Languages, Part 0
Languages, Introduction
Each
language is a work of art, as priceless as any other that can be imagined. All
languages are part of the general human heritage.
Languages
are kept alive by the speakers of the language, and the writers. This is a
communistic collaborative project.
Each
language is produced, and reproduced, in a form of organization that is not
central, but has an unlimited number of nodes and multiple connections between
nodes. (See Ron Press, New tools for Marxists, 1994).
Creation of
language is a real-life, on-going example of the kind of mode of production
that can supersede the capitalist mode of production. The work is its own
reward. The artifact produced is beyond price, and it belongs to all. It at
once becomes a common patrimony.
The problem
with learning languages is to learn the second one, and then the third. After
that, it becomes clear that the more you learn, the clearer becomes the
question of language, as such. Learning languages teaches the learner how to
understand people, in more ways than just understanding what they are saying
when they talk to you. Far from a “confusion of tongues”, as in the Babel-myth,
the many languages are all open gateways. None of them are walls.
This course
will not teach any particular language, but the CU encourages you to learn more
languages, including foreign languages, especially the ones that are spoken by
large numbers Africans on the continent, such as Kiswahili, French, and Arabic.
In the
modern world of science and mass communication, the codification of language
into dictionaries, and the construction of an actual literature in the
language, enhances the language produced by the people, to the extent that
languages with these assets become competitive and even dominant over languages
that do not have a living, growing literature.
In South
Africa, there are eleven official languages, but most of them are not well
served with dictionaries or with the publication of written literature. This
means that the upward mobility of people, caused by our democratic breakthrough
and its aftermath, have resulted in a flight to English in particular, as the
most developed language in the country, and in the world. This is a trend, but
it remains the case that all of the official languages are spoken, and are all
the first or home language of significant numbers of South Africans.
Children
need to be taught, in the first years of their schooling, in the language that
they know from home. This is an on-going problem in South Africa.
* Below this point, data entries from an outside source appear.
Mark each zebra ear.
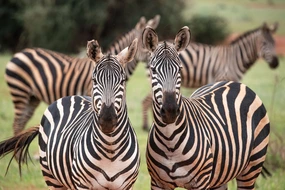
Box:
[142,26,158,52]
[117,38,138,66]
[146,15,160,29]
[269,22,279,33]
[86,40,103,64]
[135,16,146,30]
[174,26,191,52]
This CU Course on Languages
This
ten-part course will attempt something that does not exist, as far as we know,
in South Africa, which is a critique of language use, and language policy, in
the country today.
This is a
political education course, and it is one of the sixteen CU ten-part courses.
In this
first attempt to do the course, we will need to ask our students and our
well-wishers to help with it.
In the
first place we need ideas for topics, and if it can be found, we need short
texts (articles, speeches, lectures, book-chapters) on the politics of
language.
The course
will interrogate, and critique, the 11-official-language policy. We will ask if
in practice this policy is working as a cover and a blanket under which the
nine official African languages are being allowed to fall into greater
disrepair. In this regard, we will look at PANSALB, Kha Ri Gude and any other institutions and
programmes of this kind that may come to our attention.
We will
then propose ways in which language – an institution without a state – can be
strengthened with the communist means that we have at our own disposal:
Education, Organisation and Mobilisation. Language, as we have seen, is
generated communistically. It should be possible to regenerate the same
languages communistically.
Hence we
will look at the possibility of creating dictionaries by “crowd-sourcing”,
using wikis.
And we will
look at the possible application of Freirean pedagogical methods for the
co-operative learning of languages in study circles, because languages are
social, and we think they should be taught socially, as a community of
practice, and not as commodified, “qualified” products.